Page last updated at 06:58 GMT, Wednesday, 13 August 2008 07:58 UK

What the papers say

newspapers

Journalist Mike Philpott takes a look at what is making the headlines in Wednesday's morning newspapers.

Top of the agenda in the Belfast Telegraph is an interview with the Chief Constable, Sir Hugh Orde. He tells the paper that dissident republicans are trying to recruit young people, with the primary aim of killing police officers.

He says the dissident groups are in their death throes, and that makes them more dangerous in the immediate future.

The Irish News describes the dissidents as "gangsters" and says the police are entitled to expect full co-operation from the community as they go about their dangerous and difficult duties.

The News Letter, meanwhile, comments that the latest drop in recorded crime is no reason for complacency. It's also concerned that budgets are being squeezed as never before, and smaller police stations in rural areas are coming under threat.

The front of the paper is dominated by a full-page picture of flooding under a railway bridge near Moira. Misery Goes On, says the headline.

Flooding also makes the headlines in Dublin. The Irish Times reports how the fire brigade in Dublin responded to 200 calls from people trapped by rising water, and a 102 year-old woman in Donegal was stranded after the road outside her home was washed away.

But the paper's biggest headline focuses on events in Georgia, and says hopes of a rapid end to the six-day war may be premature. The Independent in London says Russia has crushed its unruly neighbour, humbled the US and Europe and demonstrated once again that it's a force to be feared.

But back to the Independent in Dublin. It reports that 5,000 students in the Republic failed the maths section of their Leaving Certificate, setting alarm bells going about education standards. The paper comments that Ireland can ill afford to continue the way it's going.

Prince Charles claims the main headline in the Daily Telegraph with a warning about genetically modified crops. In an interview with the paper, the prince says multi-national firms are conducting an experiment with nature that's gone seriously wrong, and they risk causing the world's worst environmental disaster.

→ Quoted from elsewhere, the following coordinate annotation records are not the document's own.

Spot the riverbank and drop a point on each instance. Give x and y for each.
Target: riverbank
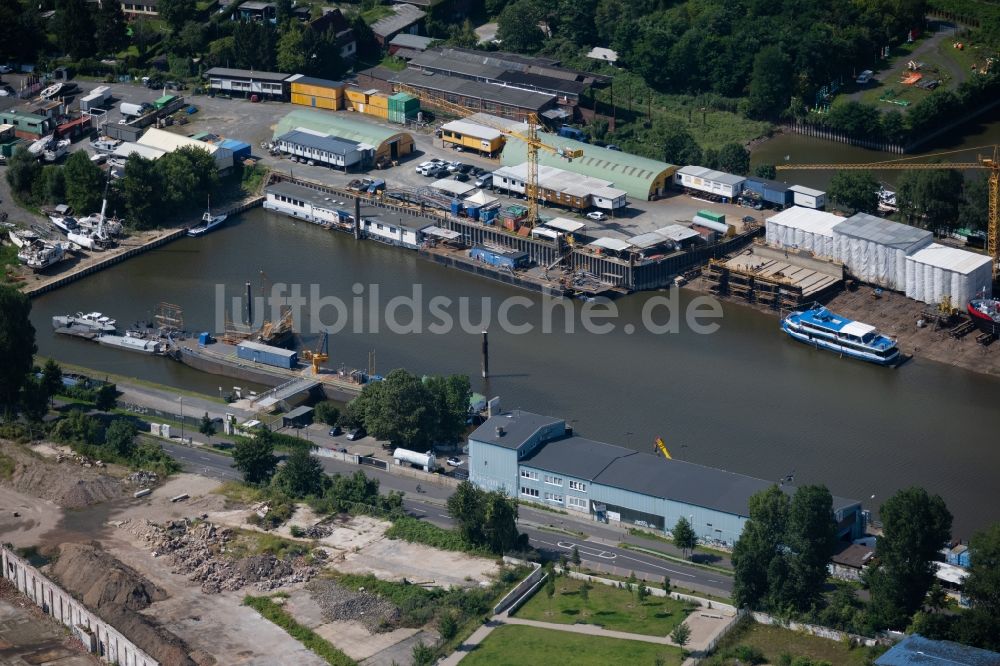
(896, 316)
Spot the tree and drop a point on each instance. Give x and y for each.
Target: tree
(51, 378)
(300, 476)
(681, 634)
(982, 587)
(684, 536)
(811, 538)
(290, 56)
(17, 346)
(111, 35)
(207, 426)
(74, 27)
(466, 507)
(106, 398)
(254, 457)
(734, 158)
(500, 523)
(770, 83)
(517, 27)
(931, 196)
(447, 626)
(766, 171)
(327, 412)
(397, 409)
(758, 546)
(857, 191)
(450, 401)
(120, 437)
(23, 169)
(915, 527)
(177, 12)
(84, 182)
(34, 400)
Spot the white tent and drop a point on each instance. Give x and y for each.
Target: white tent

He claims that small farmers will be the victims of giant corporations which will take over the production of food.

The paper says the comments put him on a collision course with the international scientific community and with Downing Street, which has allowed 54 trials of GM crops in Britain.

It says he'll be braced for the biggest outpouring of criticism since he made a previous attack on genetic engineering 10 years ago.

Finally, several papers report on the changing fashion in names that's seen some of the most popular almost disappearing from Britain's birth certificates. As the Daily Mail reports, there were more than a thousand Gertrudes born a century ago, but by 2005 that had dropped to zero.

There were only two Ednas born in 2005, and the same number of Normans. But Alfred has survived, mainly because parents have adapted it to the rather more trendy Alfie.